Jean Simmons looked around the splendour of Bradford's Midland Hotel and said: "The memories are coming back. We filmed in a room here, and the ballroom. I'm looking forward to seeing that again. And the station, too."
It seemed almost cruel to tell her that while the ballroom was as magnificent as ever, Forster Square Station had been shrunk and transported half a mile up the track since 1965 when she was last in this city filming Life at the Top with Laurence Harvey.
"Oh dear," she said, opening wide those eyes which are as bewitching as ever. "Maybe I shouldn't try to go back."
Her pleasant memories of Bradford are based on the weeks she spent here filming Bingley novelist John Braine's sequel to the book that made his name, Room at the Top.
"It was such a happy group to work with," she recalled. "Laurence - he was so funny - and Honor Blackman, and director Ted Kotcheff. You become like a family when you're on location."
Life at the Top is one of ten films being screened during the Bradford Film Festival next week as a Jean Simmonds retrospective, the reason for the California-based actress's presence in the city this weekend. She was a guest at the festival dinner last night and this evening will be "In Conversation" about her career with festival director Tony Earnshaw at the National Museum of Photography, Film & Television.
Surprisingly, this is the first occasion in her 74 years that she has been honoured in this way by any organisation.

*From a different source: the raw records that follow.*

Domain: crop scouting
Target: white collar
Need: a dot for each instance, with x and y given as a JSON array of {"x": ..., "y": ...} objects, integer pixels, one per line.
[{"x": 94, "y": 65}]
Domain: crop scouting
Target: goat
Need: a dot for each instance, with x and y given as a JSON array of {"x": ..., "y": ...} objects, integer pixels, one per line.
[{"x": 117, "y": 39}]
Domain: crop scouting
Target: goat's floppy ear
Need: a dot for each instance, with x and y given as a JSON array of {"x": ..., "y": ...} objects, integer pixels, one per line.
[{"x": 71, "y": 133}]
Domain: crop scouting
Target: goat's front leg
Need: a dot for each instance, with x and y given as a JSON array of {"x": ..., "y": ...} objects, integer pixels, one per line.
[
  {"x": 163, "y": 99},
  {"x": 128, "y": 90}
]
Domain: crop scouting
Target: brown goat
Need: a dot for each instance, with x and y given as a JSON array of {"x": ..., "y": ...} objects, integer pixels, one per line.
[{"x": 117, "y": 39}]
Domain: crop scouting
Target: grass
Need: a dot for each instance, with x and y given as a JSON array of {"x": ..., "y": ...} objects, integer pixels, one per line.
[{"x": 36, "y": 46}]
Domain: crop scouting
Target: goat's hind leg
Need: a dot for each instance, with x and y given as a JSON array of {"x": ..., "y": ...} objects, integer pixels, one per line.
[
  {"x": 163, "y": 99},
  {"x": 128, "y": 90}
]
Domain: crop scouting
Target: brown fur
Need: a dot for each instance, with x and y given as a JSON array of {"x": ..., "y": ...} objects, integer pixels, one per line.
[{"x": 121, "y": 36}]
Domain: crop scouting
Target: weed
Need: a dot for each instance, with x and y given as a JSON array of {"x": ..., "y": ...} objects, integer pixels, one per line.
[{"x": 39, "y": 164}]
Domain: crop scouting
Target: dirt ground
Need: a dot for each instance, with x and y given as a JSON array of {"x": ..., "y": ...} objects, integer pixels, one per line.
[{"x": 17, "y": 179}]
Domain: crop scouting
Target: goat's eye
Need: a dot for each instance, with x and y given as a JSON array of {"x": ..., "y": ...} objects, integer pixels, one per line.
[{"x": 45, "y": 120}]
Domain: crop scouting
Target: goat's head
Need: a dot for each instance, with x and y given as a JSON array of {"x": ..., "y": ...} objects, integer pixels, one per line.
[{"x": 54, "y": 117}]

"It came out of the blue," she said. "I was in retirement in Santa Monica, doing nothing. I'm thrilled about it. It means a great deal to me, the fact that I was remembered."
Then hard on the heels of the invitation to appear at the Bradford Film Festival came her New Year Honour - an OBE in rather belated recognition for her work in a string of classic movies, among them Spartacus, Great Expectations, The Robe and Guys and Dolls.

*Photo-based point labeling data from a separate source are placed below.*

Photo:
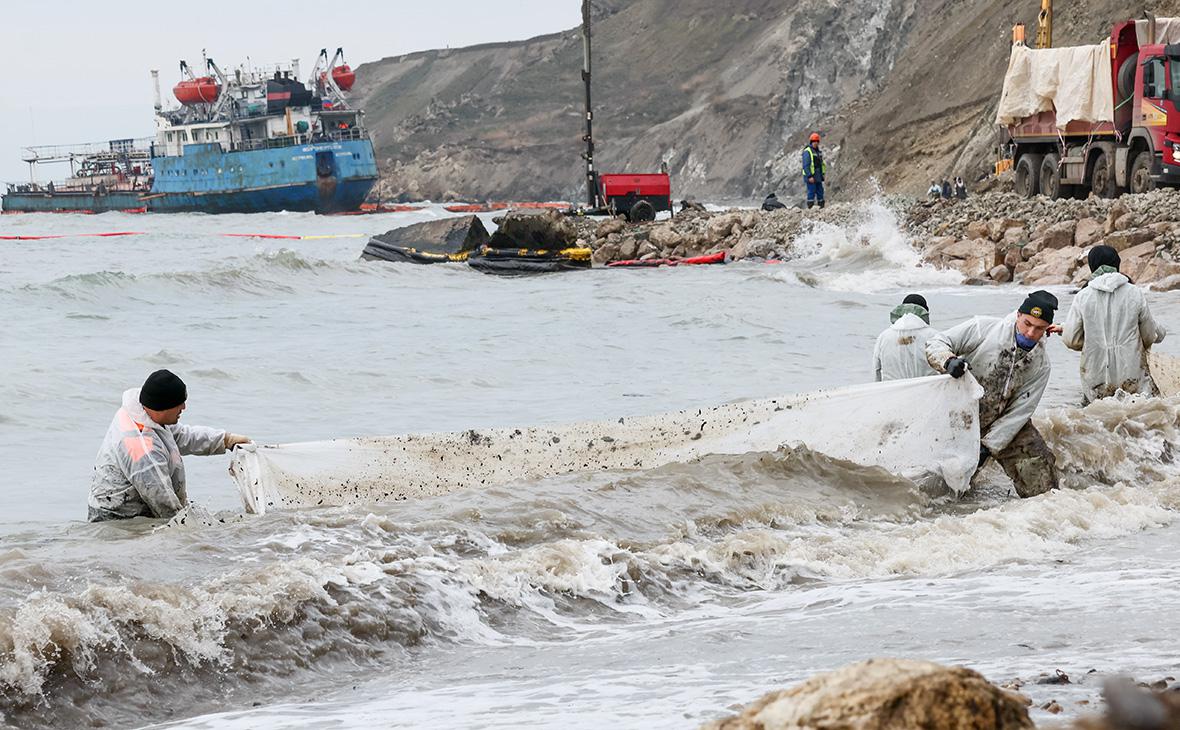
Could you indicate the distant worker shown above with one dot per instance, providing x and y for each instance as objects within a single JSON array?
[
  {"x": 139, "y": 471},
  {"x": 772, "y": 202},
  {"x": 1014, "y": 372},
  {"x": 1110, "y": 323},
  {"x": 900, "y": 350},
  {"x": 814, "y": 170}
]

Talking to Jean Simmons is to establish a link with Hollywood of the past. Names drop from her lips without a hint of affectation.
"I never intended to live in the United States," she said. "It just worked out that way. My contract was sold by Rank to Howard Hughes. And then I married Mr Granger. Stewart Granger," she explains, unnecessarily. That was in 1950, and she's lived in America ever since then, though she nurses a desire to return to this country where her daughter Kate now lives.
Her leading men, over the decades since her career began in the 1940s, have included Kirk Douglas, Laurence Olivier, Frank Sinatra, Marlon Brando, Dirk Bogarde, John Mills, Gregory Peck, Burt Lancaster, Charlton Heston, Richard Burton, Victor Mature...
But asked who was the greatest actor she had ever worked with, she said without hesitation: "Spencer Tracy. He was a good chum as well."